One big weakness in the phone-as-TV concept, analysts say, is that video uses up battery power. A traveler watching Real Madrid play Manchester United on his phone could easily run out of juice before the half. Without a spare battery, he would also be unable to call to check the score.

It remains to be seen how much revenue over-the-air TV could generate for mobile operators. So far, most operators that offer video have done so only as an over-the-network service, where the user pays for the airtime or for the amount of data transmitted. T-Mobile in Germany and Telecom Italia Mobile both offer some live streaming TV services, as do SK Telecom in South Korea and Sprint PCS in the United States.

According to Mike Walker, the London-based director of research and development at Vodafone, his company is not charging users in Japan anything for the time they spend watching TV on their phones.

But Vodafone is looking into technologies that would allow for a fee-for-service mobile TV business. The company, together with Nokia, Philips Electronics and Universal Studios, is poised to begin a six-month trial of mobile digital TV this spring. The test, in Berlin, will involve the use of around 50 new Nokia 7700 multimedia phones designed to receive transmissions in a format called digital video broadcast-hand-held, or DVB-H.

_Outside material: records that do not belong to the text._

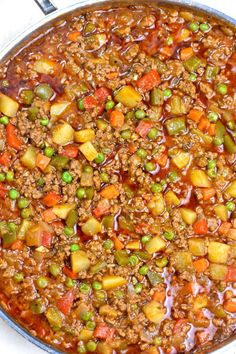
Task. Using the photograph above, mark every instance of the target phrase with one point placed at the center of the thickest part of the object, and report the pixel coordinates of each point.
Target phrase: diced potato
(128, 96)
(218, 271)
(113, 281)
(188, 215)
(156, 205)
(57, 109)
(62, 134)
(84, 135)
(197, 246)
(199, 302)
(231, 189)
(89, 151)
(107, 310)
(8, 106)
(85, 335)
(218, 252)
(183, 261)
(171, 199)
(29, 158)
(79, 261)
(62, 210)
(221, 211)
(133, 245)
(199, 179)
(155, 244)
(44, 66)
(154, 311)
(181, 159)
(91, 227)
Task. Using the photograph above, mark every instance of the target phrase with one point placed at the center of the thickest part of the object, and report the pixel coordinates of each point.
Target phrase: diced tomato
(143, 128)
(66, 302)
(12, 137)
(46, 239)
(148, 81)
(5, 159)
(67, 271)
(231, 275)
(90, 102)
(102, 94)
(102, 331)
(51, 199)
(70, 151)
(200, 227)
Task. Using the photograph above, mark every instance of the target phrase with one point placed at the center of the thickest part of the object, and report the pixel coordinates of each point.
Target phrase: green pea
(212, 116)
(143, 270)
(2, 177)
(204, 27)
(141, 153)
(222, 89)
(149, 166)
(44, 91)
(169, 235)
(49, 151)
(4, 120)
(10, 176)
(91, 346)
(74, 247)
(173, 176)
(13, 194)
(108, 244)
(109, 105)
(23, 203)
(44, 122)
(133, 260)
(96, 285)
(54, 269)
(18, 277)
(140, 114)
(152, 134)
(104, 177)
(167, 93)
(193, 26)
(230, 206)
(66, 177)
(138, 288)
(68, 231)
(70, 283)
(146, 238)
(126, 134)
(156, 188)
(42, 282)
(100, 158)
(81, 194)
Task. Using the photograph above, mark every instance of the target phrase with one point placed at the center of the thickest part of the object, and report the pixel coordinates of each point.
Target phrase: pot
(53, 17)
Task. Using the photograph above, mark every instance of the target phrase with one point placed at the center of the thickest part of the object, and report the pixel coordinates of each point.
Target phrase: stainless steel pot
(39, 29)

The use of digital, rather than analog, signals would allow for interactive services and provide a method for payment on demand for TV content, Walker said.

Digital transmission might also help solve the battery-life problem, since data can be sent in small packets to the phone, using less power. Claus Sattler, the manager of the Berlin project, said this could squeeze up to three hours of television reception from a single battery.